By Richard Carver
The intensity of the legislative debate over reform of the state’s $14 billion Medicaid program grew more heated with the introduction of several bills that conflict with their missions.
The program covers about 1.9 million North Carolinians.
House Bill 372 and Senate Bill 574 serve as placeholders for legislators, including Rep. Donny Lambeth, R-Forsyth, trying to find common ground over differences. Compromise discussions have been taking place formally for at least four months.
Two more bills — Senate bills 696 and 703 — revive dramatic measures, one of which failed to get out of a joint legislative oversight commission in February.
And Senate Bill 701 would forbid the state from providing financing to primary care case management programs, such as Community Care of N.C. The agency is a homegrown, nonprofit series of Medicaid managed-care networks that has significant statewide support among doctors and health care providers, as well as several federal and state lawmakers.
Then there’s the Senate version (Bill 702), which attempts to limit the reach of the state’s certificate-of-need regulations. House Bill 200, with bipartisan support, takes a similar approach.

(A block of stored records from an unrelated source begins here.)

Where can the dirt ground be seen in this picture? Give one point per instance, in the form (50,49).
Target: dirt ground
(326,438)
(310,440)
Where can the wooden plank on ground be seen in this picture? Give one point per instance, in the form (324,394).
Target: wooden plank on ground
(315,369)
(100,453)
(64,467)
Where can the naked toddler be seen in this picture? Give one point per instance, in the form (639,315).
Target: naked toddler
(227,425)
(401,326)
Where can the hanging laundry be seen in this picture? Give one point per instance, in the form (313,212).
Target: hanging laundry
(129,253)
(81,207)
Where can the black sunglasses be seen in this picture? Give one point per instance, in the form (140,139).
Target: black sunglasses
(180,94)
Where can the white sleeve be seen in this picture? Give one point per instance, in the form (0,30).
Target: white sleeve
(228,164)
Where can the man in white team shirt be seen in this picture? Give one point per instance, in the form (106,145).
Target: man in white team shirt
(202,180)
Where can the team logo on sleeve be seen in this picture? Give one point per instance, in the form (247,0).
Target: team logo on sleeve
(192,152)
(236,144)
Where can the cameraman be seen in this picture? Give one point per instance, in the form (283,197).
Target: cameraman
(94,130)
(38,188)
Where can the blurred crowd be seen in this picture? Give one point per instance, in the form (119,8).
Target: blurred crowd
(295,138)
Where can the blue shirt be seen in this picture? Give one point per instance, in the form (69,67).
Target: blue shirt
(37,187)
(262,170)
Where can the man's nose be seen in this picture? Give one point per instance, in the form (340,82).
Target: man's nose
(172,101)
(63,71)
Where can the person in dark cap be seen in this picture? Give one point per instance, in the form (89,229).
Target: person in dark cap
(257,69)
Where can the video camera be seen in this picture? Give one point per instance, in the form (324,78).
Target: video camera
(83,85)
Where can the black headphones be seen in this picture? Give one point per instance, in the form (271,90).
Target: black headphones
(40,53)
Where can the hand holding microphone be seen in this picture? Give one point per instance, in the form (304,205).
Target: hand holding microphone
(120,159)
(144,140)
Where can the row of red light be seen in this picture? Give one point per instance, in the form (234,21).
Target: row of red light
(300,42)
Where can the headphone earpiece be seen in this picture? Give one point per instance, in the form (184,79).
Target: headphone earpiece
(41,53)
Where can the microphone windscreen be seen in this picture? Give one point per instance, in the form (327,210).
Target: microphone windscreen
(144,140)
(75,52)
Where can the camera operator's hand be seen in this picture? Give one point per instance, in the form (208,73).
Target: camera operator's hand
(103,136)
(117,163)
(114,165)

Medicaid reform has arguably become the biggest sticking point among state Republican leaders and Gov. Pat McCrory, who has declared from day one of his term that the program is broken.
Senate leaders tout privatization, including hiring out-of-state, for-profit insurers, as the best way to fix it.
Meanwhile, House leaders, health Secretary Dr. Aldona Wos and McCrory prefer having North Carolina providers and health care systems involved in accountable care organizations that carry a larger risk-reward expenditure role.
Wos has asked for almost a year that legislators give DHHS the flexibility and the time it needs to complete internal reforms and produce cost savings.
Proposed oversight authority
Senate Bill 696, sponsored by Sen. Ralph Hise, R-Mitchell, reintroduces what he promoted during the joint legislative oversight hearings.
The bill calls for drastic oversight changes to create more accountability and transparency.
The main element would establish an independent authority within the Department of Health and Human Services, known as the Health Benefits Authority, which would be governed by a paid, seven-member board of directors. The authority would take over the program Oct. 1.
Health experts in administration, insurance, actuarial science, economics, and law and policy would comprise the board.
The proposed authority would be required “to keep the Medicaid and Health Choice programs within their budgets” and publish a rolling, four-year forecast of enrollment growth and demographics, potential service reductions and additional financing.
A major, bipartisan criticism of DHHS’ handling of Medicaid the past 2½ years has been the lack of dependable data and forecasting, though much of its work had been outsourced to an out-of-state vendor.
When Hise brought the proposed bill to the legislative oversight committee, members did not hold a recommendation vote and the limited bill description was reduced to headlines — the same ones holding the place for House Bill 372 and Senate Bill 574.
Lambeth said the decision by Hise to move forward with his bill “does have a negative impact and complicates any solution.”
Senate Bill 703, sponsored by President Pro Tem Phil Berger, R-Rockingham, would require the DHHS to convert the existing Medicaid program by Jan. 1, 2017, to one organized as a “capitated, risk-based, managed care” program.
The two-page bill would require the DHHS to enter into “risk contracts with at least three statewide Medicaid physical health managed care organizations (MCO) that assume full risk for all Medicaid benefits.”
All beneficiaries would have to be enrolled in one of those MCOs.
The DHHS would have to present its transfer plan by Oct. 1, as well as estimates on potential cost savings
The N.C. Medicaid Choice Coalition, whose members include for-profit insurers, supported Hise and Berger’s bills as “ offering real solutions to out-of-control Medicaid spending.”
“Real reform that allows private sector traditional managed care organizations to compete with provider-led plans is in the best interest of taxpayers and Medicaid recipients.”
Senate leader’s proposal
Sens. Hise and Harry Brown — a Republican from Onslow County and the Senate majority leader — introduced Senate Bill 701, with a goal of eliminating the Medicaid and Health Choice primary care case management contracts by Jan. 1.
The DHHS would be required to submit its plans for ending the contract to the federal Centers of Medicare and Medicaid Services by Oct. 1. If CMS doesn’t approve the DHHS plan by Jan. 1, DHHS is required to stop all payments Jan. 1.
Brown and Hise said the state would save $172 million annually by eliminating those primary care case management contracts, but they do not provide details on how that would be accomplished. The savings would be used to “mitigate the lost reimbursement to primary care providers for their primary care case management participation.”
Community Care of N.C. saved the state almost $1 billion in Medicaid costs between mid-2006 and mid-2010, according to an independent actuary’s report in 2011.
In April 2013, U.S. Sen. Richard Burr, R-N.C., praised Community Care as its leaders were presented an effectiveness award from Healthcare Leadership Council, which represents medical industry chief executives.